Abstract: "This article examines how digital platforms responded to the COVID-19 crisis, showing how “pandemic platforms” exploit the present intersection of convenience and necessity. During the pandemic, platforms provide convenience-turned-necessity for stay-at-home consumers, even as platforms made use of stay-at-home orders to further exploit (and put at risk) their workforce. What we show are that convenience and risk are two sides of the same coin, shaping how platforms based on a logic of intermediation further entrench themselves during the pandemic. This requires media studies to turn its attention towards the logic of intermediation, organization, and pandemic mediations to account for the ways platforms exploit the current crisis to further entrench themselves via a combined appeal to convenience and risk."


About Pandemic Media: With its unprecedented scale and consequences the COVID-19 pandemic has generated a variety of new configurations of media.

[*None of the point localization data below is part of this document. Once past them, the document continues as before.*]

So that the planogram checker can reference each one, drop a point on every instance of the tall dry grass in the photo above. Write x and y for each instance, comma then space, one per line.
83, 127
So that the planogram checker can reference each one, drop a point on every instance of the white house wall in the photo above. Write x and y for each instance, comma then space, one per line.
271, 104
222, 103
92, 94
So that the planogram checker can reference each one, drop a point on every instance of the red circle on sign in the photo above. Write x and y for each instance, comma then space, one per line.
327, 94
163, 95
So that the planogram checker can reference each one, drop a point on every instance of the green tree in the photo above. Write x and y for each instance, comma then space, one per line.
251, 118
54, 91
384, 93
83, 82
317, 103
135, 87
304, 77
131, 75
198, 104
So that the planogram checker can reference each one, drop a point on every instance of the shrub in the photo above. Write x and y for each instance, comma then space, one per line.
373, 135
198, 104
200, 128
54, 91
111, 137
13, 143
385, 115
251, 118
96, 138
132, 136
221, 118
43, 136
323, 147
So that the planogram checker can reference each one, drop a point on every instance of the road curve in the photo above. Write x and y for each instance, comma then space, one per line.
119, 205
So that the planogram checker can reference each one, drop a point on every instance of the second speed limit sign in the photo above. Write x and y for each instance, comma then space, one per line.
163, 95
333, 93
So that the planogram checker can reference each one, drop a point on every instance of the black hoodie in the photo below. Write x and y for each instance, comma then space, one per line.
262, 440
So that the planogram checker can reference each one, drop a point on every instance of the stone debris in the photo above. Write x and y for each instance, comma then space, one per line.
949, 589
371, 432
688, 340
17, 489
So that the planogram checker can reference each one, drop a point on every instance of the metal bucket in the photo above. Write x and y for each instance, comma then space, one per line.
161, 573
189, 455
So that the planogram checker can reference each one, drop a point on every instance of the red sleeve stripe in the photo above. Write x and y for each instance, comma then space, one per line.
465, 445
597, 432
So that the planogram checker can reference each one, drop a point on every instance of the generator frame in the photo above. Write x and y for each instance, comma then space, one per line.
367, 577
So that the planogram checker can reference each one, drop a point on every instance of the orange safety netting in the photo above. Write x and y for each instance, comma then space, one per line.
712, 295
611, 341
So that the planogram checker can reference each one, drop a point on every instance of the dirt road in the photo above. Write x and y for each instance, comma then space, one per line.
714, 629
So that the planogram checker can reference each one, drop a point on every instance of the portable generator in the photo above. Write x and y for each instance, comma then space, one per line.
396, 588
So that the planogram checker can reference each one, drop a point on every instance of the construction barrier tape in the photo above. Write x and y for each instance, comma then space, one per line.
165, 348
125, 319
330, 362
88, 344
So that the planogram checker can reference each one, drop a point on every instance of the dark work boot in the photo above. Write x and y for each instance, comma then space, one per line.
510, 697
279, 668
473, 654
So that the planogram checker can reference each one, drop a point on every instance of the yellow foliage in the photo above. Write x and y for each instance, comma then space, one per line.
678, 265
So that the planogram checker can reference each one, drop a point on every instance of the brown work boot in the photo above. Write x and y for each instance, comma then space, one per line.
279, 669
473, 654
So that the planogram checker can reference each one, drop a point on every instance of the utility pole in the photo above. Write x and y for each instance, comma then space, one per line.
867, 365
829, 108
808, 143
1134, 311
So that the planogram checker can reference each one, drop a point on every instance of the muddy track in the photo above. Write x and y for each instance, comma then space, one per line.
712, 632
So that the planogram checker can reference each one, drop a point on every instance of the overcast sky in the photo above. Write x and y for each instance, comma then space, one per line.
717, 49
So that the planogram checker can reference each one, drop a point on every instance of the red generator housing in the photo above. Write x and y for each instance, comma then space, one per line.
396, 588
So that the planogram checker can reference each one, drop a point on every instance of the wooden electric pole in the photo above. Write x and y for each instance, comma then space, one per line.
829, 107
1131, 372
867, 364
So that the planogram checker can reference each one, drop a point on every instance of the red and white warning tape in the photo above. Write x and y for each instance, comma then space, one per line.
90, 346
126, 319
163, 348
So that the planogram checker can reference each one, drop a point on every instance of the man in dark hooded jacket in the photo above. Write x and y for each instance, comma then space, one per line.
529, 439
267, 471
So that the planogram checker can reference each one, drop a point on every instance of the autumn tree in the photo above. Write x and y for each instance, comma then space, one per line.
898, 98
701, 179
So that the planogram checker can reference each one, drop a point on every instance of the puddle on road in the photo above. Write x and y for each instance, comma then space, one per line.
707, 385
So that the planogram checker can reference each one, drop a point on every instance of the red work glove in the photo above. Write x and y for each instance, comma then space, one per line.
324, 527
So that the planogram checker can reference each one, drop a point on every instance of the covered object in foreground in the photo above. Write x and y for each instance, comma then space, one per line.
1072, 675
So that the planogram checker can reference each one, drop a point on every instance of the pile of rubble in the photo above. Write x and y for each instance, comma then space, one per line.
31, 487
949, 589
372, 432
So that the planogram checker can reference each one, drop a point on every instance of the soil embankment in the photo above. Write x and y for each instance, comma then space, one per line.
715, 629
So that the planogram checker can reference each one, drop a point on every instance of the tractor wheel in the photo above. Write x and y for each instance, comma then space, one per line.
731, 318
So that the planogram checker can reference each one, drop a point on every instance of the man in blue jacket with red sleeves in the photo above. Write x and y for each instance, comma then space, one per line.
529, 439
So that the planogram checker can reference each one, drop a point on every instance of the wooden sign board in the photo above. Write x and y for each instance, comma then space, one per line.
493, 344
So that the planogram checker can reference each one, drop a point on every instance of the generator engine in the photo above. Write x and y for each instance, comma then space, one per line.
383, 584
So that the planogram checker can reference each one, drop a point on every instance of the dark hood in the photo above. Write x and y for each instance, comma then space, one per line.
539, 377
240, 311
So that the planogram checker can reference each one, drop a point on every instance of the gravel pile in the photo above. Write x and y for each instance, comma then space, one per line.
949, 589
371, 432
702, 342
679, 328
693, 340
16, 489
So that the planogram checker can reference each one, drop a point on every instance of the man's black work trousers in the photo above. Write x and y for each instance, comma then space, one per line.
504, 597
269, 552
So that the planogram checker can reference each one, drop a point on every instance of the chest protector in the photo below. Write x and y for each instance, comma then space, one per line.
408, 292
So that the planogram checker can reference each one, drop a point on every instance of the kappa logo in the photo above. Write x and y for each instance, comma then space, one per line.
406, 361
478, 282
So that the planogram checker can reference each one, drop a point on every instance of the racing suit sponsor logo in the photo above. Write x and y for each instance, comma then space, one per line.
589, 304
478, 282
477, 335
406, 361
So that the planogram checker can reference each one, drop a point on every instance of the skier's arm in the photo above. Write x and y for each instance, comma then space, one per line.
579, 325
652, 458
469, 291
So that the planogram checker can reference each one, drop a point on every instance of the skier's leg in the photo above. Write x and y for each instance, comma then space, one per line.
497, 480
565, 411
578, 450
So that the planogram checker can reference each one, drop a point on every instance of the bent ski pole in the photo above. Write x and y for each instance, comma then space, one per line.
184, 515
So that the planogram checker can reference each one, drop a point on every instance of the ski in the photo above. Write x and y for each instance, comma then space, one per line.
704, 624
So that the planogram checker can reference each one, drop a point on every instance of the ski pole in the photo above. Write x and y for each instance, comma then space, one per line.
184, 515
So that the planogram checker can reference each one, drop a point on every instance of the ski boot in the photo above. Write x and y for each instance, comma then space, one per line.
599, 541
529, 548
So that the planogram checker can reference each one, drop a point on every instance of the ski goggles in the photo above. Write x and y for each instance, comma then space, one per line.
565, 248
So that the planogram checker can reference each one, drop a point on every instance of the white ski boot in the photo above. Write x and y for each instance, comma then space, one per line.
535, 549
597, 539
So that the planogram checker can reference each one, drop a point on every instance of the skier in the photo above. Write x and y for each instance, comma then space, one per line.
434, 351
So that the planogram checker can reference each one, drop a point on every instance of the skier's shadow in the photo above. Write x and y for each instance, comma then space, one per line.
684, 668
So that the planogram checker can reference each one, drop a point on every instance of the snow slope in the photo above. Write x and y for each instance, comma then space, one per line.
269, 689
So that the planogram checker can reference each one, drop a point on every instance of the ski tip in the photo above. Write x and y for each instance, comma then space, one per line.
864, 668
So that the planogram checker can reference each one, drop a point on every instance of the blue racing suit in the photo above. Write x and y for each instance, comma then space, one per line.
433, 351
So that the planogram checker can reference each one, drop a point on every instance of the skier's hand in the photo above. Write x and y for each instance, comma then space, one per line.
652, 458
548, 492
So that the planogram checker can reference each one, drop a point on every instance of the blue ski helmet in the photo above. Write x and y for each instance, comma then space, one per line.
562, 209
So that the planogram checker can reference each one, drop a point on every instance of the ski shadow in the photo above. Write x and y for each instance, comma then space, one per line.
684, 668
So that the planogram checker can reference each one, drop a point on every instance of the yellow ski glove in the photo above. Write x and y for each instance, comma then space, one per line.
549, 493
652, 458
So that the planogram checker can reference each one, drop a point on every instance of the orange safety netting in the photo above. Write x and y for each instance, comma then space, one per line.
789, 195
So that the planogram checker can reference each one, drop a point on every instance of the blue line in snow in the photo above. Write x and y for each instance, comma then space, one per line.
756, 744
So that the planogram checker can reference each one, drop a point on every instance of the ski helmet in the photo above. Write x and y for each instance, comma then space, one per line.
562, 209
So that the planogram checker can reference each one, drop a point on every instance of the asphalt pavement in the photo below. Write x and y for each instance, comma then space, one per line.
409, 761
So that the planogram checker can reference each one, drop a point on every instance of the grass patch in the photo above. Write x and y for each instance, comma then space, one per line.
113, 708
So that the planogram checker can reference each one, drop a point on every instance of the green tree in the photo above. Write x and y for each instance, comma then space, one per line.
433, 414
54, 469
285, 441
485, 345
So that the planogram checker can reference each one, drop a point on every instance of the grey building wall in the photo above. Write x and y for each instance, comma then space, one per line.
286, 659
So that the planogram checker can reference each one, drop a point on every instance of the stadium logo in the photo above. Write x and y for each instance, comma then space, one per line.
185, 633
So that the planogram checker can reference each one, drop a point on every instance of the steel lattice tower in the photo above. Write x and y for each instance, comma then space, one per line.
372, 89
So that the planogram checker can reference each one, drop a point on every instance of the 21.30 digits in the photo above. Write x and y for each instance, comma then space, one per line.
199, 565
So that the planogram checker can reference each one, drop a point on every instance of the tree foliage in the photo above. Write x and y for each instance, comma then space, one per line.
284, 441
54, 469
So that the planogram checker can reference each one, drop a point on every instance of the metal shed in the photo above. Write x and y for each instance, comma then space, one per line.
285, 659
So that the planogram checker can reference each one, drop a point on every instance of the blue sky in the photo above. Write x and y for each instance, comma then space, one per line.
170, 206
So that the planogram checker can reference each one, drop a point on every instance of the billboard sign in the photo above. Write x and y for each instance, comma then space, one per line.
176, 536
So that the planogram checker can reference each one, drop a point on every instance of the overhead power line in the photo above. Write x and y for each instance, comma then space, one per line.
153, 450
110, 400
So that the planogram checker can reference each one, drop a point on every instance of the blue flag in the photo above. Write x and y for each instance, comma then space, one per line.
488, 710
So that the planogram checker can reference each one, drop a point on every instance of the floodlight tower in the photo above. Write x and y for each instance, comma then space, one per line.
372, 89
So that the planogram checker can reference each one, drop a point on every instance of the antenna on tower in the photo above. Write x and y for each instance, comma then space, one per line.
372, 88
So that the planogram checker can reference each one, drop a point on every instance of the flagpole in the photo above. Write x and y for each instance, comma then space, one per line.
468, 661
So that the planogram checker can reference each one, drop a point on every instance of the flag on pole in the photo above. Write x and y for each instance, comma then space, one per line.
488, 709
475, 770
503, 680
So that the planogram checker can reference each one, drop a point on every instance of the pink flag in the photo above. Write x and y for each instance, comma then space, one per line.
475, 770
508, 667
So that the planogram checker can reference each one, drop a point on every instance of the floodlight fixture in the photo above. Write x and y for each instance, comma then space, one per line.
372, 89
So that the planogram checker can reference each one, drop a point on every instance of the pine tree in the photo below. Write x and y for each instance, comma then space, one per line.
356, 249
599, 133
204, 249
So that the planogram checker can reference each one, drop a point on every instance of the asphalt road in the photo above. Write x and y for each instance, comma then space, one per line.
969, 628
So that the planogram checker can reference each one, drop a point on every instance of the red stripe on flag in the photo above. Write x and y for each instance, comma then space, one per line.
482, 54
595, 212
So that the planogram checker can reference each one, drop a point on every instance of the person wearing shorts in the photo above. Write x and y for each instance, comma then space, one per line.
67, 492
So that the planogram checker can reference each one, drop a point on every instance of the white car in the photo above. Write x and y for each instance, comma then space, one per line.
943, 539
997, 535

Responding to demands for information, synchronization, regulation, and containment, these “pandemic media” reorder social interactions, spaces, and temporalities, thus contributing to a reconfiguration of media technologies and the cultures and polities with which they are entangled. Highlighting media’s adaptability, malleability, and scalability under the conditions of a pandemic, the contributions to this volume track and analyze how media emerge, operate, and change in response to the global crisis and provide elements towards an understanding of the post-pandemic world to come.


A print edition will be available in December 2020.